Ese título de defensor de derechos humanos fue explotado por el músico, que se labró una cierta imagen de mártir y sufridor. Aparecía siempre rodeado de una aureola, hábilmente manejada por los medios de comunicación occidentales, que ensalzaban su categoría de disidente como rasgo más importante de su personalidad, dejando a un lado aspectos relacionados con su verdadera relevancia como músico, violoncellista y director de orquesta.
Rostropovich nació en Bakú en 1927, en el seno de una familia musical. Con sólo diez años consiguió dominar el arco. Entre 1937 y 1948, estudió en el Conservatorio de Moscú piano, cello, dirección y composición con Shebalin, Kozolupov y Shostakovich. Entre 1945 y 1949, recibió varios premios que lo catapultaron hacia un estrellato aún restringido a su inmenso país. Fue un superdotado para el violoncello.
Sus brazos amplios, manos robustas y dedos ágiles le otorgaban una fortaleza singular que comunicaba al instrumento con un vigor y apasionamiento sensacionales. Su técnica, infalible en sus buenos tiempos, no parecía conocer límites al servirse de un mecanismo de extraordinaria precisión, manejado con una intensidad y expresividad a veces forzadas y exageradas que alcanzaban unas gradaciones emocionales altisonantes. Sin embargo, en figuraciones rápidas y pasajes delicados, logró efectos instrumentales muy atractivos, como en las "suites" de Bach, en las que podía discutirse la aplicación de una sonoridad poco fina y de una acentuación romántica fuera de lugar.
El sanguíneo temperamento rebosaba en cualquier interpretación de Rostropovich, siempre entregado, lanzado, hiperexpresivo y penetrante en los entresijos de las partituras, que podían quedar tocadas por la magnificencia de los fuegos de artificio, como el más conocido de los conciertos de Haydn, o por la calidez y calidad de un fraseo pleno y redondo, como pasaba en el concierto de Dvorák. Al empuñar la batuta sucedía lo mismo y las orquestas se amoldaban a su irresistible emocionalidad, en la que había que adivinarle los movimientos.

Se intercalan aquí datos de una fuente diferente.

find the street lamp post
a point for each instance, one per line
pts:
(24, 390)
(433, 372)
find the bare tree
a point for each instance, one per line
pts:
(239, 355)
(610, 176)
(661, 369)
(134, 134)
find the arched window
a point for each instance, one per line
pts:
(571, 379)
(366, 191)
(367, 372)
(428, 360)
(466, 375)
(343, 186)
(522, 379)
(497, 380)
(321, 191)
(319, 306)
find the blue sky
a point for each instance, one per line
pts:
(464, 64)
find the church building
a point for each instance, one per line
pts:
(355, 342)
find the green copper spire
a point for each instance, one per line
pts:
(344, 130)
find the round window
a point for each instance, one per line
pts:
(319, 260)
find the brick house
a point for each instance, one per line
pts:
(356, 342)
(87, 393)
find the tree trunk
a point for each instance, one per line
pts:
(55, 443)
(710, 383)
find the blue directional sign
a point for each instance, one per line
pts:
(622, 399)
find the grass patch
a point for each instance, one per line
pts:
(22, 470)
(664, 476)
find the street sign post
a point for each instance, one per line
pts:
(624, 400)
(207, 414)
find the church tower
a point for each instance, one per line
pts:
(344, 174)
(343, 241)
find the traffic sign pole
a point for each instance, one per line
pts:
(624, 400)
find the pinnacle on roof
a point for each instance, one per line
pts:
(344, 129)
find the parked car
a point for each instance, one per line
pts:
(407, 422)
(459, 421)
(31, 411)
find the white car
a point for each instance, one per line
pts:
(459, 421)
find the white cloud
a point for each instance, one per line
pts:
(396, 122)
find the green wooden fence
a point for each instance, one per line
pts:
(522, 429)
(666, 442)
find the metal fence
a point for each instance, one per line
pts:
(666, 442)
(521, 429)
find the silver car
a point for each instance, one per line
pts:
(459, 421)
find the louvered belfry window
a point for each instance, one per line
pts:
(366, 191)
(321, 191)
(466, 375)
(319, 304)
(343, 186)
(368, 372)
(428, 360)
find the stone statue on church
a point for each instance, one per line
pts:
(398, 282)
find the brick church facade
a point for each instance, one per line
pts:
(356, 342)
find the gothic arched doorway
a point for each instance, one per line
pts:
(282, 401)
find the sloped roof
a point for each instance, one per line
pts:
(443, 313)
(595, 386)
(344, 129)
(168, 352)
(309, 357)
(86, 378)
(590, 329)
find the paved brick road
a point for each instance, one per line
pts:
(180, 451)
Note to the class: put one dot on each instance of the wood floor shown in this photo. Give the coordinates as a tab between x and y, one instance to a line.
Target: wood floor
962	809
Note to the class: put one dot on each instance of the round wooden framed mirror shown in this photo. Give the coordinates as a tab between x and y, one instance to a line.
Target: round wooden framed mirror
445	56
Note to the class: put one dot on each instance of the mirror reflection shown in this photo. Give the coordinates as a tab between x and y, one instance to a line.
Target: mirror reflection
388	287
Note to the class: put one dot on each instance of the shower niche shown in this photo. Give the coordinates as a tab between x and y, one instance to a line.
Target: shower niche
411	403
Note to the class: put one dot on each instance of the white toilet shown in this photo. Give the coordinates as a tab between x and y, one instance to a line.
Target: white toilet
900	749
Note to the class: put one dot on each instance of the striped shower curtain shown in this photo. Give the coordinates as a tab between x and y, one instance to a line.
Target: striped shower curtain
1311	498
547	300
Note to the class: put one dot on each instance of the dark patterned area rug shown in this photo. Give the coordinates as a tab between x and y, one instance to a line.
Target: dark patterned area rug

No se planteaba exquisiteces, ni matices excesivas, más bien solía tirar, con un movimiento circular de batuta, por la calle de en medio. Cuando lograba imantar al instrumentista, entonces, aún sin obtener un sonido refinado, extraía lo mejor de cada pentagrama y aparecían interpretaciones de altura, no siempre cohesionadas, pero impactantes.